Times: Seattle U wins high federal honor for service work in the neighborhood

Seattle University’s Youth Initiative (SUYI) has earned the school a top federal award for community service. SUYI is a long-term financial and volunteer commitment to the neighborhood surrounding Bailey-Gatzert Elementary (see our post from when the program began). The Initiative pledges $1 million per year to neighborhood service.

The Initiative goes beyond tutoring. It stretches into many parts of the University’s curriculum. For example, an art class last year worked with the school community to create a mural that hangs near the playfield. The mural honors cultural heroes as well as some favorite members of the Bailey-Gatzert faculty.

From the Seattle Times:

In the past year, Seattle University has flooded the Central District’s Bailey Gatzert — Seattle’s highest-poverty elementary school — with nearly 100 trained student volunteers. The college students help younger children with the most basic of skills and give them after-school enrichment in subjects such as science, chess, literacy and video production.

But that only scratches the surface of an ambitious initiative funded by the private university and aimed at everyone living in the Bailey Gatzert neighborhood.
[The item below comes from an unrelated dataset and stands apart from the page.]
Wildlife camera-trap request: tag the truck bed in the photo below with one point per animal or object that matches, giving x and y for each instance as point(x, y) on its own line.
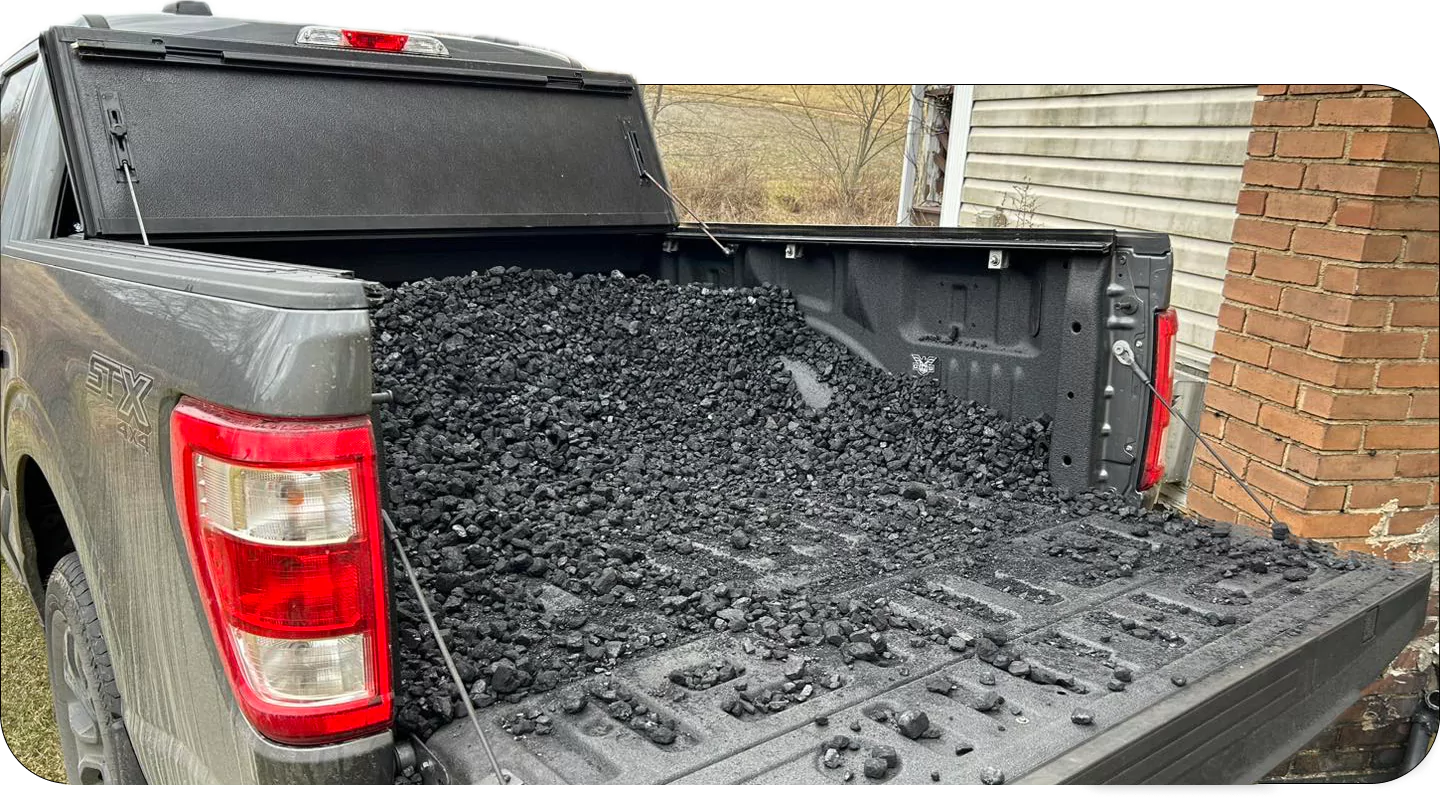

It includes health-care help from nursing students, legal help from law-school students, a full-time coordinator for the school’s many assistance programs, and staff and faculty support for many facets of the initiative.

On Monday, Seattle University will receive a top honor for doing so: the 2012 President’s Higher Education Community Service Award, the highest recognition the federal government gives to a college or university for commitment to volunteering, service-learning and civic engagement.

Bailey-Gatzert is the city’s most impoverished school. 96 percent of students receive free or reduced lunches, and students often lag behind other schools in performance.